None of these characters really change, mostly because there isn’t enough time for them to. We’re shown their stories like an anthology on shuffle, covering three different years over a span of mere days within those years. There is nothing ultimately connecting these storylines together. There’s a thematic throughline regarding the death (or potential death) of a loved one, but it’s hardly explored. Why these people? Because they walked into this fancy craftsman home that 90% of horror films in the last ten years take place in. Their pain, tragedy, and suffering are backdrops for the curse brought on by a murder that took place in Japan that isn’t in this movie and is entirely unrelated to them. When the demon (which isn’t a demon) has nothing to do with these particular individuals outside of their physical location, and the intention of creating a work focused on character doesn’t line up with what’s presented, there can’t be a character-driven narrative when no character is given time to do anything meaningful beyond getting spooked by beings that do have physical bodies. It’s impossible to tell where along the line the film lost its way, but the most obvious aspects of the script hint towards pre-production issues (as opposed to something mangled in editing due to corporate meddling).
All that being said, there are some effective filmmaking techniques in the film.
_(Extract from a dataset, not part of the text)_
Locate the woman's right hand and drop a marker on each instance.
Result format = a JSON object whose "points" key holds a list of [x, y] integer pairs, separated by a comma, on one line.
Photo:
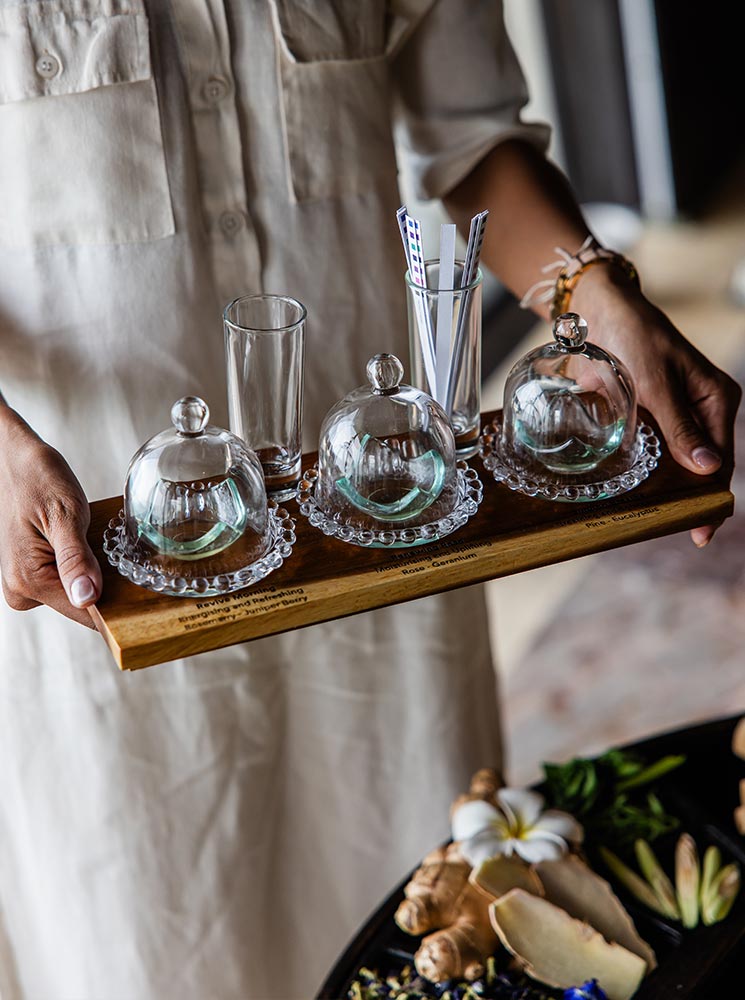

Drawn out “looking around a room in the dark” sequences are scoreless (save the occasional and brief sweeping synth). Instead, the sound design features heavy breathing and creaking floors that build the anticipation. It’s eerie, especially when we’ve grown so accustomed to scary strings. The darkness of shots feels natural, and impedes the ability to feel safe since even the protagonists aren’t completely in our vision. The makeup and design on the dead or dying is solid, especially things like decaying or scarred flesh.
Using multiple families to tell the story leads to the story failing to achieve its overall goal of a character driven narrative. There’s no one for the audience to latch onto for the entirety of the story, no one that stands out as a particularly good character, and nothing interesting enough to warrant resurrecting a franchise over making something original. This isn’t Hereditary or Get Out, it’s just a remake of The Grudge for a world whose aesthetic sensibilities in horror have been shaped by post-Saw James Wan.